In [1]:
import tensorflow as tf

  from ._conv import register_converters as _register_converters


### tf.constant() and tf.Variable()
1. Contant values are stored in graph definition
2. Session allocate memory to store variable values

### tf.placeholder and feed_dict
1. Feed values into placeholder with a dictionary(feed_dict)
2. Easy to use but poor performance

## Model
Inference : Y_predicted = w * X + b  
MSE : (y-y_predicted)^2  
Data : birth_life_2010.txt  

In [2]:
import os
os.environ['TF_CPP_MIN_LOG_LEVEL']='2'
import time

import numpy as np
import matplotlib.pyplot as plt
import tensorflow as tf

import utils

DATA_FILE = 'birth_life_2010.txt'

#Read in data from the .txt file
data, n_samples = utils.read_birth_life_data(DATA_FILE)

X = tf.placeholder(tf.float32, name = 'X')
Y = tf.placeholder(tf.float32, name = 'Y')

w = tf.get_variable('weights', initializer=tf.constant(0.0))
b = tf.get_variable('bias', initializer=tf.constant(0.0))

Y_predicted = w*X+b

loss = tf.square(Y_predicted - Y)

optimizer = tf.train.GradientDescentOptimizer(learning_rate=0.001).minimize(loss)

start = time.time()

writer = tf.summary.FileWriter('./graphs', tf.get_default_graph())
with tf.Session() as sess:
    sess.run(tf.global_variables_initializer())
    for i in range(100):
        total_loss = 0
        for x, y in data:
            _, loss_ = sess.run([optimizer,loss], feed_dict={X: x, Y:y})
            total_loss += loss_
        print('Epoch {0}: {1}'.format(i, total_loss/n_samples))
    
    writer.close()
    w_out, b_out = sess.run([w, b])

print('Took: %f seconds' %(time.time() - start))

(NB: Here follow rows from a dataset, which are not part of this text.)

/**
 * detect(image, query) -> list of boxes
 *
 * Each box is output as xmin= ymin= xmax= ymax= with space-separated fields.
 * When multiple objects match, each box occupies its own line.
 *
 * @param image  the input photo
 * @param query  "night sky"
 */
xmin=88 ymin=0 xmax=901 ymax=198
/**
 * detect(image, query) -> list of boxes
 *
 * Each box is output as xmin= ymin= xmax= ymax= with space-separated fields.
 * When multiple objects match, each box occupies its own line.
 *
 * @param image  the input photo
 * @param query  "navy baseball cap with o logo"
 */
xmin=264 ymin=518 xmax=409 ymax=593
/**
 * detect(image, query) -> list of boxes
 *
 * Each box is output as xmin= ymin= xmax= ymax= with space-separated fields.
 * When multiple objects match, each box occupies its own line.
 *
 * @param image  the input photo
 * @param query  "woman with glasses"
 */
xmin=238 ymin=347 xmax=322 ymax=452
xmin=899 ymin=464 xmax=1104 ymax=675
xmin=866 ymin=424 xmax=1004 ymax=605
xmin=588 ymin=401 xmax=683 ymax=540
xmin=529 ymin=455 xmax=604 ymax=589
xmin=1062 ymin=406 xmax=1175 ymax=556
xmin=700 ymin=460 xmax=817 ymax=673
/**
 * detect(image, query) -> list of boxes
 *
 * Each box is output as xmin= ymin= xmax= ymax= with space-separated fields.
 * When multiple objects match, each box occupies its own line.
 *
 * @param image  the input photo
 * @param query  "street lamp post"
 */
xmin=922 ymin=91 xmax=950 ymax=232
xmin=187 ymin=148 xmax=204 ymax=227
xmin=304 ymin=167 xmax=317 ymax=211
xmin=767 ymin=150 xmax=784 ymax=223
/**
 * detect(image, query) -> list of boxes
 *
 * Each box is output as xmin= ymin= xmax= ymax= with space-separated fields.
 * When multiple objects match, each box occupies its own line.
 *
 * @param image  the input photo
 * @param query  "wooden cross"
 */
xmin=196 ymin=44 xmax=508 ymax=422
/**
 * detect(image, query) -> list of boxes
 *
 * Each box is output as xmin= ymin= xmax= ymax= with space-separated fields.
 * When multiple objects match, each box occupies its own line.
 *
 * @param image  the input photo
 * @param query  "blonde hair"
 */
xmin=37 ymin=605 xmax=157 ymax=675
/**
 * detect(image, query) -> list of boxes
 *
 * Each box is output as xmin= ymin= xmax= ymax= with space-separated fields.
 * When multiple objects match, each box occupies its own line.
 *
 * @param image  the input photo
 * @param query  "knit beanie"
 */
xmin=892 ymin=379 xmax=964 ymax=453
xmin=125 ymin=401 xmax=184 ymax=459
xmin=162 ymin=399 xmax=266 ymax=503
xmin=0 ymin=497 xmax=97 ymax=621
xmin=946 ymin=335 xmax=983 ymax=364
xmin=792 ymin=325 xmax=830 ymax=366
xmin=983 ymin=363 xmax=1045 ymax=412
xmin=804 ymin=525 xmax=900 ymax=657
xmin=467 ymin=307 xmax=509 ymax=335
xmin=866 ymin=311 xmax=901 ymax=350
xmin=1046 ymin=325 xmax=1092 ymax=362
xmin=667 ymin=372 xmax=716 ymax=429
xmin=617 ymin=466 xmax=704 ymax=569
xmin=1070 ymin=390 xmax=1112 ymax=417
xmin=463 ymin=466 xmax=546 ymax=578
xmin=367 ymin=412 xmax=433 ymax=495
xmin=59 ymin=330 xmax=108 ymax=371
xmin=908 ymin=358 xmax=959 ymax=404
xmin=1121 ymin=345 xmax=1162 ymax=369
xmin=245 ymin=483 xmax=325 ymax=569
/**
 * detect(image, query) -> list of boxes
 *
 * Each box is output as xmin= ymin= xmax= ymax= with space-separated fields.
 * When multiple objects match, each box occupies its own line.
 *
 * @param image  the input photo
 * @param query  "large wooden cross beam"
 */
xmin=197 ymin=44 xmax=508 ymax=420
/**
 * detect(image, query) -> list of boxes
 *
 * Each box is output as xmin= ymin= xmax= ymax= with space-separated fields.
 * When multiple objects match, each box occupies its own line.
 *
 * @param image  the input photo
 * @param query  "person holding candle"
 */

# uncomment the following lines to see the plot 
plt.plot(data[:,0], data[:,1], 'bo', label='Real data')
plt.plot(data[:,0], data[:,0] * w_out + b_out, 'r', label='Predicted data')
plt.legend()
plt.show()

Epoch 0: 1661.863764550287
Epoch 1: 956.3224439573916
Epoch 2: 844.6737683409139
Epoch 3: 750.7312372197838
Epoch 4: 667.659830722252
Epoch 5: 594.1417484349327
Epoch 6: 529.0787271179651
Epoch 7: 471.5003584364135
Epoch 8: 420.5458252520938
Epoch 9: 375.45531067297253
Epoch 10: 335.55436177954664
Epoch 11: 300.24627770512666
Epoch 12: 269.00374521501146
Epoch 13: 241.3595776562824
Epoch 14: 216.9003910217238
Epoch 15: 195.25972397061292
Epoch 16: 176.1137731664483
Epoch 17: 159.17551683403158
Epoch 18: 144.19069889799545
Epoch 19: 130.93503690609023
Epoch 20: 119.20935661137888
Epoch 21: 108.83793506244884
Epoch 22: 99.66458668207358
Epoch 23: 91.55171666162971
Epoch 24: 84.37658985632197
Epoch 25: 78.03213362396008
Epoch 26: 72.42178616552172
Epoch 27: 67.46132107331957
Epoch 28: 63.07563027821873
Epoch 29: 59.19871881428714
Epoch 30: 55.77163058824279
Epoch 31: 52.742706123048954
Epoch 32: 50.06563247971506
Epoch 33: 47.70006537150391
Epoch 34: 45.61017402416389
Epoch 35: 43.7637948

<Figure size 640x480 with 1 Axes>

### Hubber Loss
If the difference between the predicted value and the real value is small, square it.  
If its large, take its absoute value.
<pre>
L(y,f(x)) = {(1/2)*(y-f(x))^2       for |y-f(x)| less than equal to d,
            {d|y-f(x)| - 0.5d^2     otherwise
</pre>

tf.cond(pred, fn1, fn2, name=None) -> for conditional statements in tensorflow

In [3]:
def hubber_loss(lables,predictions, delta=0.4):
    residual = tf.abs(lables-prediction)
    def f1(): return 0.5 * tf.square(residual)
    def f2(): return delta * residual - 0.5* tf.square(delta)
    return tf.cond(residual < delta, f1, f2)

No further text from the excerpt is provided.